Nicht in allen Fällen steckt dahinter die Taktik, eine Abschiebung zu verhindern. Oft wurden die Pässe tatsächlich von Schleusern entsorgt oder bei der Flucht verloren. Oder ein Ersatzpass scheitert an den Botschaften des jeweiligen Landes. Manchmal auch sehr zum Frust der Migranten, für die damit ja auch nichts vorwärts geht. In Bayern ist das Landesamt für Asyl und Rückführungen die zentrale Anlaufstelle für Fragen der Passersatzbeschaffung. Die Länderregelungen sind eine Wissenschaft für sich.
Irak fordert Zeitungsannonce
Eine Besonderheit gilt beispielsweise für Iraker. Das irakische Generalkonsulat fordert eine Annonce in der lokalen Zeitung. Aufmerksamen Zeitungslesern wird es aufgefallen sein: Iraker, die ihren Pass verloren haben, müssen diesen Verlust mit der Aufgabe einer Anzeige dokumentieren. Die Suchanzeige muss den Namen und die Nummer des verlorenen Passes enthalten. Nach einer Wartezeit von einem Monat kann bei der zuständigen irakischen Botschaft ein neuer Reisepass beantragt werden.

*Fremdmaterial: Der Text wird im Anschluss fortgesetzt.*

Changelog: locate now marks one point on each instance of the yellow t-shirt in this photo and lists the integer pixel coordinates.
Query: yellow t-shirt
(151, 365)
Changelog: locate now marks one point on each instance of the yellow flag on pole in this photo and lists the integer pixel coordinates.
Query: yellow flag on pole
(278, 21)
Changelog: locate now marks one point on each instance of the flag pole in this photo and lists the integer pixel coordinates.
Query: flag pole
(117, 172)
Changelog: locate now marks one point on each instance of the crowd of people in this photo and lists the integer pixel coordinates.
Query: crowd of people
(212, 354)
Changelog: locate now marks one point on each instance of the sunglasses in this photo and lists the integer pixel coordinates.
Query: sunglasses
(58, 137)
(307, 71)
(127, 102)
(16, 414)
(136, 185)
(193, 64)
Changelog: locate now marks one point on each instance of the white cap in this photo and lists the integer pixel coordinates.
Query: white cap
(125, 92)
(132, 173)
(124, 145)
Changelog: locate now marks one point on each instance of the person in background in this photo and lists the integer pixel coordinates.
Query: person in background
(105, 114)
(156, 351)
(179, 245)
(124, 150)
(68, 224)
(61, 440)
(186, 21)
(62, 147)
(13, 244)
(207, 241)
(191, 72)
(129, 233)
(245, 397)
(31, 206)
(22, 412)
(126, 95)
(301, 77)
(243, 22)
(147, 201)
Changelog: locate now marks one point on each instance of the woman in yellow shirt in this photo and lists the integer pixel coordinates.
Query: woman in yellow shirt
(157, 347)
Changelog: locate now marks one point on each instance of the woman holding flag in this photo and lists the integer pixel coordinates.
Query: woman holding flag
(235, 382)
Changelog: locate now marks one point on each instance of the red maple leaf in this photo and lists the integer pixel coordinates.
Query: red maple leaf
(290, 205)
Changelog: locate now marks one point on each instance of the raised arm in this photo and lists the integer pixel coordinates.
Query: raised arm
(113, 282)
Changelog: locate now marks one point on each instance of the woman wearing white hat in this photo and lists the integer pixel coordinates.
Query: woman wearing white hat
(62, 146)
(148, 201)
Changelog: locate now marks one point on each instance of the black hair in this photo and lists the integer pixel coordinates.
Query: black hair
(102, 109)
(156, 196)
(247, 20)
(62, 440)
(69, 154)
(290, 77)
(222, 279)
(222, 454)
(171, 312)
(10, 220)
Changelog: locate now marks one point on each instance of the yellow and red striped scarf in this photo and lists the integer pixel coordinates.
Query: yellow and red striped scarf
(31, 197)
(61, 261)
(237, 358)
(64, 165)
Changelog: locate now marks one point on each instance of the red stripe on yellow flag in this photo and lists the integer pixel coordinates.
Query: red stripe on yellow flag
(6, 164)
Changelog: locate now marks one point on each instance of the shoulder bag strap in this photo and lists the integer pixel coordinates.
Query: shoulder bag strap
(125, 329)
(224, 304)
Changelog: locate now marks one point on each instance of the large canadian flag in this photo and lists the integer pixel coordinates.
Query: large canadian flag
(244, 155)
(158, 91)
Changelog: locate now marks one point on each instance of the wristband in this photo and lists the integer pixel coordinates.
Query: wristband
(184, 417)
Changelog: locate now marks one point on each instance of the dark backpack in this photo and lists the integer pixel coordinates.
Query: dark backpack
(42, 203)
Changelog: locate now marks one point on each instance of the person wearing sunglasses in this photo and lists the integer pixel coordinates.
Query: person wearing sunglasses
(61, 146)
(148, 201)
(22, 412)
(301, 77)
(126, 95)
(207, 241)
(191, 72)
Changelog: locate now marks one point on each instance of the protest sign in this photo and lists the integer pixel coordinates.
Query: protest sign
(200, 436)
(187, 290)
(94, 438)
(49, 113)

Zurück zum Amtsgericht Weiden. Das Verfahren gegen den 53-Jährigen wird ausgesetzt. Hintergrund: Der Angeklagte bietet "mannigfaltige Versionen", so Staatsanwalt May. Im Amt sagte er, die Fahrt zur Botschaft nach Berlin wäre zu teuer. Das dürfte mit dem 9-Euro-Ticket nicht mehr gelten. Jetzt behauptet er, sein früherer Vermieter habe seine Papiere weggeworfen, die Fahrt nach Berlin wäre damit sinnlos. Weitere Zeugen werden geladen.
Landesamt für Rückführungen und Asyl
- Eine eigene Abteilung des LfAR in München befasst sich mit der Beschaffung von Ersatzpässen, ohne die keine Rückführung möglich ist.
- Landesamt spricht dazu bei Botschaften und Konsulaten vor.
- Umstritten sind Sammelanhörungen, die zumeist Afrikaner betreffen. „Identifizierungskommissionen“ aus den jeweiligen Heimatländern hörten 2021 bei 6 Terminen 638 Personen an.